Having made films like ‘Festen’ and ‘The Hunt’, Thomas Vinterberg is a seasoned and very accomplished director, so it was good news that he had signed on to direct a Thomas Hardy adaptation starring the likes of Carey Mulligan and Michael Sheen. Sadly despite being handsomely mounted and featuring a very strong cast, the film feels oddly flat and Mulligan’s main character, the delightfully named Bathsheba Everdene, is sadly not as delightful as a personality, giving us very little reason to care about her romantic endeavours or to watch as she strides around her farm with infuriating pomposity. Even though there are great views of the Dorset countryside, something that is highly appreciated, it’s unfortunately the first slip up of Vinterberg’s directorial career.
The acting performances are generally at least bearable, with Carey Mulligan somewhat coasting in her role as Bathsheba, a role not quite challenging enough to bring the best out of her unlike in ‘An Education’ or ‘Inside Llewyn Davis’ where she was encouraged to come out of her comfort zone. Matthias Schoenarts has made it his aim to show his face in as many films as possible this year, with this quite possibly being the 95th time we’ve seen him on screen in the past six months. His performance as Gabriel Oak, one of Bathsheba’s suitors, is not his best work but it is solid enough, he is simply given uninspiring things to say by screenwriter David Nicholls and the chemistry (or lack thereof) between him and Carey Mulligan is hardly their fault with the hammy lines they are asked to regurgitate. Michael Sheen is typically strong in his role as the reserved William Boldwood but again is left to flounder in a wholly uninteresting storyline with Batsheba. Tom Sturridge is the only real let-down. His performance is flat and totally uninteresting which is a shame but not wholly unexpected given the uninspiring nature of the film.

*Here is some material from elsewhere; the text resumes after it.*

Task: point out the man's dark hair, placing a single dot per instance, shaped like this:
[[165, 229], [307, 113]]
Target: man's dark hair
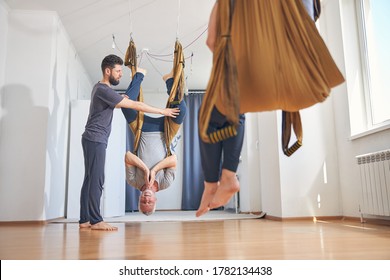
[[110, 61]]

Disappointingly drab and lacking in adventure, ‘Far From The Madding Crowd’ is an unfulfilling experience that does not reflect Vinterberg’s directorial ability and doesn’t give its actors enough interesting things to do to prevent it from just careening towards being completely forgettable. If idyllic images of Dorset are your thing though, you may find just about enough to entice you.